Sin perjuicio de lo expuesto, esperemos que la Ley reporte los efectos positivos previstos, y, que en el mejor de los casos, se arribe a la situación conocida como “win to win”, donde todos los sujetos involucrados en el negocio sean contentados.

  1. Artículo 90-A. Libre elección de los servicios notariales en la contratación de servicios financieros

    1. El Estado garantiza el derecho del ciudadano a contratar con el notario de su elección en las condiciones de seguridad e infraestructura previstas en el presente artículo y en el Decreto Legislativo 1049, Decreto Legislativo del Notariado. 

    2. En las transferencias de bienes o derechos financiados por entidades que conforman o no el sistema financiero, así como en los supuestos de contratación financiera, bancaria o crediticia, supervisados o no por la Superintendencia de Banca, Seguros y Administradoras Privadas de Fondos de Pensiones (SBS), a las que se refieren los artículos 81 y 91, el derecho de libre elección del notario corresponde al consumidor o usuario.

    3. Para el cumplimiento de la presente disposición, la empresa que financia la transferencia proporciona al usuario copia de los documentos registrales en los que consten las facultades de sus representantes o apoderados legales para suscribir los documentos públicos y privados en su nombre.

    4. El notario elegido debe identificar a los intervinientes, incluidos los representantes y apoderados legales de las personas jurídicas y está obligado a contar con herramientas e infraestructura física y tecnológica que le permita acceder a la información registral sobre los bienes, derechos o mandatos y poderes.

    Estas herramientas son las siguientes:

    a) Servicio de Verificación Biométrica (SVB) para consultas en línea del Registro Nacional de Identificación y Estado Civil (Reniec).
    b) Servicio de Publicidad Registral en Línea de la Superintendencia Nacional de los Registros Públicos (Sunarp).
    c) Sistema de Identificación de Extranjeros.
    d) Dirección electrónica corporativa.
    e) Personal de atención al cliente bajo la conducción de abogado colegiado.
    f) La publicación en su oficio notarial o en su página web de los requisitos necesarios para el trámite notarial, del tiempo aproximado de atención y de los precios de sus servicios notariales.
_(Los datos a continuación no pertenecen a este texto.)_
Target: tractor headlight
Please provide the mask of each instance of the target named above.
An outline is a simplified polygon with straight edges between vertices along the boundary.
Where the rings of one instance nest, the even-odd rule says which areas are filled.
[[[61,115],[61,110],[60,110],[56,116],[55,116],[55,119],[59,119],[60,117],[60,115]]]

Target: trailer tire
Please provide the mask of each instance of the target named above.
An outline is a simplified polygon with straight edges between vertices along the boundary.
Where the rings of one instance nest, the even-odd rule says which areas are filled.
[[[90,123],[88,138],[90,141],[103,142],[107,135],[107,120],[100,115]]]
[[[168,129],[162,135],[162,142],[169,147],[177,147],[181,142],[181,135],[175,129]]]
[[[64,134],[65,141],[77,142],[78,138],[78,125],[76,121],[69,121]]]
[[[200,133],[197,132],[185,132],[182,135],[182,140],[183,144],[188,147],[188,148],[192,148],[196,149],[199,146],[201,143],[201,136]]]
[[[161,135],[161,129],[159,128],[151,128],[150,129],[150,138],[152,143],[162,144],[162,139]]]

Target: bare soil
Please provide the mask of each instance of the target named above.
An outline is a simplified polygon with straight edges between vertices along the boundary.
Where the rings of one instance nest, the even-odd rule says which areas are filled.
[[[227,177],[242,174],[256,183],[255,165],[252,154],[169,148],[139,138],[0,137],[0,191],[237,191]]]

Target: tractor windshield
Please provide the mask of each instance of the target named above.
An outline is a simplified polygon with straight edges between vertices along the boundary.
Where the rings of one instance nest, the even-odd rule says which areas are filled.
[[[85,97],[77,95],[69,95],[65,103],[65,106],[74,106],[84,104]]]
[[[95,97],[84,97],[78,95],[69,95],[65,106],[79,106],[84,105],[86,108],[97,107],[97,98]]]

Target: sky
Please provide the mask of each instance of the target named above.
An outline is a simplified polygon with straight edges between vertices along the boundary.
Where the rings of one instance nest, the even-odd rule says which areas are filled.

    5. Las empresas que financian las transferencias deben otorgar las facilidades al notario elegido para que sus representantes o apoderados legales suscriban oportunamente los instrumentos notariales.

    6. Los colegios notariales están obligados a mantener la relación actualizada de los notarios que operan en cada jurisdicción que cumplan con los requisitos establecidos en el presente artículo. Esta relación debe contener los datos de contacto de la notaría y los precios de los servicios notariales, a fin de facilitar la elección que realice el usuario de la entidad financiera.

    La relación actualizada de los notarios está a libre disposición de las empresas que financian las transferencias, quienes tienen la obligación de proporcionarla a sus clientes o usuarios.”

  2. Artículo 21.- Responsabilidad de las empresas en la contratación de servicios notariales
    Las empresas deberán publicar en sus oficinas, junto al listado o tarifario, la lista de notarios con los que operan, así como sus datos de contacto y costo del servicio, a fin de facilitar la elección en los distritos en los que se encuentren localizadas las oficinas donde se pueda solicitar productos que requieren del servicio notarial o en distritos colindantes.”